The Ear has received the following updates from the two co-founders and co-directors, singers Cheryl-Bensman Rowe and UW-Madison Professor Paul Rowe.
Curiously, no reasons or causes are given for the major changes and revamping, or for the cancellation of the event this summer.
The Ear suspects it has something to do with the lack of funding and the reorganizations and consolidations being carried out because of the budgetary effects of the coronavirus pandemic on the UW-Madison, the whole UW System and the performing arts scene in general.
But that could be completely wrong. We will probably find out more details in the near future.
For more information and background, go to: https://www.music.wisc.edu/2021/02/01/memf-school-of-music-announce-administrative-partnership/
And to sound off, please leave your reactions to the news in the comment section.
Here is the letter from the Rowes (below, in a photo by Katrin Talbot):
Dear MEMF Supporters,
It is difficult to believe that February is over and spring is on its way. We hope everyone is having luck scheduling coronavirus vaccines, and that you have all stayed healthy throughout this past year.
We are writing to give you advance notice of the latest MEMF news before you read it in an upcoming press release.
Due to programming realignment in the UW-Madison Division of the Arts, the Madison Early Music Festival will become a program of the Mead Witter School of Music, which will be our new administrative home.
After much discussion with the Director of the School of Music and the Interim Director of the Division of the Arts, the details of the move have been finalized.

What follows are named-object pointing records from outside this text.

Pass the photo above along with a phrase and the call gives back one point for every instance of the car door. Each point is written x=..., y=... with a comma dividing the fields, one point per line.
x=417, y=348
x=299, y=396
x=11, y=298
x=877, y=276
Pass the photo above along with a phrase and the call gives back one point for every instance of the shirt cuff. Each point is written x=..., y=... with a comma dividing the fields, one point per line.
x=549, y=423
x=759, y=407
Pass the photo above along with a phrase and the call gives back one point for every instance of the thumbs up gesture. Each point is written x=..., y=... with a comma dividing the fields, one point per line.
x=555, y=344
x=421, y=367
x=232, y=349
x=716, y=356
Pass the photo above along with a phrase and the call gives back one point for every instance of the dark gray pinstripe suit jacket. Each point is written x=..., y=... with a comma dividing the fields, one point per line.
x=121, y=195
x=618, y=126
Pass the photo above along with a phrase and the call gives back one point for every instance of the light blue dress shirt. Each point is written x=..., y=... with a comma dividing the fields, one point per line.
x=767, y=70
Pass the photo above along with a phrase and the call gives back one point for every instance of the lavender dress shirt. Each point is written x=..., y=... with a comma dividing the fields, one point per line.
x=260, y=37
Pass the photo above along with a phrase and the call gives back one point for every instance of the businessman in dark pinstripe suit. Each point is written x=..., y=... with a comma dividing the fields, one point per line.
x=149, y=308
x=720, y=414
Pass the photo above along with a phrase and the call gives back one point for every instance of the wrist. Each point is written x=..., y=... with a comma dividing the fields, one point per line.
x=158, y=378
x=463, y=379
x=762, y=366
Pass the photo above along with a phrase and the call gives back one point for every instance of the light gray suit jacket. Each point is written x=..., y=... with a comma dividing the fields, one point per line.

The School of Music is excited to bring MEMF into its programming, and would like MEMF to be an integral part of the academic year so more students can have an opportunity to work with professionals in the field of early music.
At this point, in order to focus on this goal, the decision has been made to discontinue the summer festival in its current (pre-pandemic) format.(You can hear a sample of that in the YouTube video at the bottom.)
We know this is disappointing news, but at the same time we are excited that MEMF concerts, lectures and classes will now be offered in some capacity throughout the year.
Although MEMF will be taking a different direction than the one we have all known and loved over the past 20 years, we are thrilled that it will continue to provide early music learning and presentation opportunities through this new collaboration.
We also want to announce that the two of us will be retiring from MEMF in the spring of 2022 and new leadership will take the helm.
Current plans are to present a celebratory MEMF concert and workshop next spring with School of Music students and faculty and former MEMF participants and faculty.
We want all of you to know that we appreciate everything you have done for MEMF. Some of you have been involved for 21 years!
We are grateful for your support, the friendships we have made, and all the beautiful music we have heard and made together. The success of the festival would not have been possible without each and every one of you.
This is an exciting new journey for MEMF, although different from what we have known and experienced. We hope that you will continue to be involved in MEMF in its new format, and we hope to see you in the spring of 2022!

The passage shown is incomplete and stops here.